Thursday, April 7, 2011

The sad distortion of original sources.

I'd like to link a few things here. Yesterday, the Herald, bless it's little tabloid heart, printed an article stating that scientists had confirmed a link between living close to motorways and pre-term births. As with any science reporting in the herald, I took it with a shipping container of salt and moved on. It popped up again in my reading today on where Jim McVeigh pointed out the various problems with the supposed finding in the article. Even better, these were problems that the authors themselves had identified - you tend to get more pre-term births in lower socio-economic groups and you tend to get more people from lower socio-economic groups living next to motorways.

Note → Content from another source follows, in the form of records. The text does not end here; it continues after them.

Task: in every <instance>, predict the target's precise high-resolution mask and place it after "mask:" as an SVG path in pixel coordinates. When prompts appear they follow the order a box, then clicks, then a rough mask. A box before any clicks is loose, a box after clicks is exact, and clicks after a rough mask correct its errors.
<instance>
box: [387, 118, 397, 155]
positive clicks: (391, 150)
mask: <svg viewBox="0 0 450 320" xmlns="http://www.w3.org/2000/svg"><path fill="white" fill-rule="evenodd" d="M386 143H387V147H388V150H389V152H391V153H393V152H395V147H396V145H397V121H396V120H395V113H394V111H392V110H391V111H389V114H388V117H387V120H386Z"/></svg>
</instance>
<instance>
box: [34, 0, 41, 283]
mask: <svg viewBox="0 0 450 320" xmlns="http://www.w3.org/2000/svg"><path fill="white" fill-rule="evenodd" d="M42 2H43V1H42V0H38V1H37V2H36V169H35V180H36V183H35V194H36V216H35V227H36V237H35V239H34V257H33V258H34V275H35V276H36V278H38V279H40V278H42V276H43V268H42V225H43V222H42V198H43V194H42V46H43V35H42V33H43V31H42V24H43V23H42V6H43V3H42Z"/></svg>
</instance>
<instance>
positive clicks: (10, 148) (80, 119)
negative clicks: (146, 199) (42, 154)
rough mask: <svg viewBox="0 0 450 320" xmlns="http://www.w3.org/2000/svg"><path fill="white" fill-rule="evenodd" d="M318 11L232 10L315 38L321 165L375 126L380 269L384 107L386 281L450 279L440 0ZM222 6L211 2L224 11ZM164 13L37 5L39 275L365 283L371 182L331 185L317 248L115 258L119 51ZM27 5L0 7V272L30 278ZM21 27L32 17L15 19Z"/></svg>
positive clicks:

Even at this I probably would have usually hrmmed in a disapproving tone and moved on. A week or so ago though, I read a Ben Goldacre at Bad Science, in one of his usual superbly written columns, opined that it would be quite good if we could get the newspapers to link to the original source in their online editions. Not only would this have the effect of allowing people easy access to follow up stories they found interesting, it would also give punters such as me a little more confidence in their reporting. It's not that I would go and look up every link they provided, it's the knowledge that I could if I wanted to that would be comforting. Some of the science reporting in the Herald could very well be good reporting. I've caught it out a sufficient number of times now though, that I just don't trust it. This could fix that. Not, of course, that I think they would ever do something like that. Removes to many opportunities to scare their public.